Squeal noise generated by railway disc brakes: Experiments and stability computations on large industrial models

The squeal noise generated by railway disk brakes is an everyday source of discomfort for the passengers both inside and outside the trains in stations. The development of silent brake components is needed and requires a better characterisation and understanding of the phenomenon. This is the aim of the experimental and numerical investigations performed in the framework of the French AcouFren project and presented in this paper. The first part deals with the analysis of experimental data coming from bench tests in a lot of braking configurations including different brake pads. In the second part, the measurements are compared with the results of a large FE model of the brake taking into account the mechanical complexity of each component, especially the brake pads. Components models have been previously updated using experimental modal analysis but the whole model is a direct assembling of it, without updating. The assumption of unilateral contact and Coulomb friction at the pad/disc interface is sufficient to destabilize the sliding equilibrium of the brake and lead to self-sustained vibrations. Complex vibrating modes are computed in order to describe and understand the dynamic instabilities.
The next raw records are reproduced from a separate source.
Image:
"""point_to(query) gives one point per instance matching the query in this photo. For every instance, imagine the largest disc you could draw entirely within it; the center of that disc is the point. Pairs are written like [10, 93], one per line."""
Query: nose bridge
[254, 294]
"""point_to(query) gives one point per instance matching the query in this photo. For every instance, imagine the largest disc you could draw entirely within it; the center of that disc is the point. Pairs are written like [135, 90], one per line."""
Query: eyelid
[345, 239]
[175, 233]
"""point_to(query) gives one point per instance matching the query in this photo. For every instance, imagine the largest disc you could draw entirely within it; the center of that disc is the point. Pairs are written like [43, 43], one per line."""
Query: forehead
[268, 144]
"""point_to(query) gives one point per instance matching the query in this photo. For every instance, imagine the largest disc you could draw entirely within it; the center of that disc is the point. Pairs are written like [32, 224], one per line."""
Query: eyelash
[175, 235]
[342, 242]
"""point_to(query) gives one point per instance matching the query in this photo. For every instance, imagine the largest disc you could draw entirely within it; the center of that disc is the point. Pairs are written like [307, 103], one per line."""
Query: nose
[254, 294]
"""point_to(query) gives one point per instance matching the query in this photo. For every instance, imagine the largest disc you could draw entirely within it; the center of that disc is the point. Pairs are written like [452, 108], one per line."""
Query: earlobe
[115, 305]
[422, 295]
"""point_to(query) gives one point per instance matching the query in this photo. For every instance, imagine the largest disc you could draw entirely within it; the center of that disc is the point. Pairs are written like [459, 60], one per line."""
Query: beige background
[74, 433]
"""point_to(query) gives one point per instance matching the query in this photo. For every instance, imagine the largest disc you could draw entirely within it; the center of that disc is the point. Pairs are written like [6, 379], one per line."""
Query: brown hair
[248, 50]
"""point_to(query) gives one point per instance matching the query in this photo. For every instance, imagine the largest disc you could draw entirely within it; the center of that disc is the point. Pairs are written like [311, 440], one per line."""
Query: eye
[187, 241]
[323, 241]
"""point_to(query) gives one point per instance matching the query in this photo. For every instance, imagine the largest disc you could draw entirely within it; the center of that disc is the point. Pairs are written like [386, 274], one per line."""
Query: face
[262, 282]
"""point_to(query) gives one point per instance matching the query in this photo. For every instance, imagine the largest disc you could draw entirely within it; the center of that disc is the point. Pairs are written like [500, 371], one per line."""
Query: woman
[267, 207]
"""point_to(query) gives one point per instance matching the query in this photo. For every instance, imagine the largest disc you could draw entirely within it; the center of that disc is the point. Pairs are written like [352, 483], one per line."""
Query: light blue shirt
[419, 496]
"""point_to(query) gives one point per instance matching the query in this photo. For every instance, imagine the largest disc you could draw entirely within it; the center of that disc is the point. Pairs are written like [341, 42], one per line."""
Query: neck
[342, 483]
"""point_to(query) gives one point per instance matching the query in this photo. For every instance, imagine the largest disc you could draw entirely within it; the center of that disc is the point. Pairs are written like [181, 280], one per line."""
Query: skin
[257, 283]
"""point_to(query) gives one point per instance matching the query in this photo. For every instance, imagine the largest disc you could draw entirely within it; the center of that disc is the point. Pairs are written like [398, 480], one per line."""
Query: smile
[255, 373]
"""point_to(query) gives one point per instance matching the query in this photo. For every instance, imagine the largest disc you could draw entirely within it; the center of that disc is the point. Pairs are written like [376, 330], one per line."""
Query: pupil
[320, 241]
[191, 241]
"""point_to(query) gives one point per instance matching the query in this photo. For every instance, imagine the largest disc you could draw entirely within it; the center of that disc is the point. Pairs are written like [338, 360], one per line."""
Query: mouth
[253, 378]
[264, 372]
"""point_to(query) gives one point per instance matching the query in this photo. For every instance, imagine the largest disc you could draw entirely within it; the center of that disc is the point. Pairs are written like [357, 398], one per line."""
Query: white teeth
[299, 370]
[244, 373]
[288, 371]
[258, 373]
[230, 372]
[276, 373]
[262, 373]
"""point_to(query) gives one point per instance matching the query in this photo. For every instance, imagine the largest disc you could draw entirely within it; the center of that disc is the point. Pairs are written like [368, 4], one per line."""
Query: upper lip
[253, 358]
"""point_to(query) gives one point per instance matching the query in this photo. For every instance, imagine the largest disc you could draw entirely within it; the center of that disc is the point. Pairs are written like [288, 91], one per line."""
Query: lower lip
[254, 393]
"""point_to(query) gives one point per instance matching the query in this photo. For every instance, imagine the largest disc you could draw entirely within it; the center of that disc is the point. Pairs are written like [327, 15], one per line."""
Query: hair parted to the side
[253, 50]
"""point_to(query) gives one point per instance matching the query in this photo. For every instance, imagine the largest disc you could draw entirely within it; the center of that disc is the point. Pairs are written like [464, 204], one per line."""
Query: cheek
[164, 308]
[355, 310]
Numerical investigations into the squeal propensity of a railway disc brake

This paper comes within the scope of a research program concerning with the reduction of the squeal noise generated by high power railway disc brakes. It focuses on the numerical results provided by a finite element model of the brake including unilateral contact and Coulomb friction at the disc/pad interfaces. In particular, the dynamic stability of the sliding equilibrium is investigated by performing a complex eigenvalue analysis of the linearized equations verified by the structural displacement fields. Complex eigenvalues and complex modes are used to estimate the squeal propensity of the brake in a given frequency range. The effect of various mechanical and geometrical parameters is studied in order to better understand the mechanism leading to the system instability.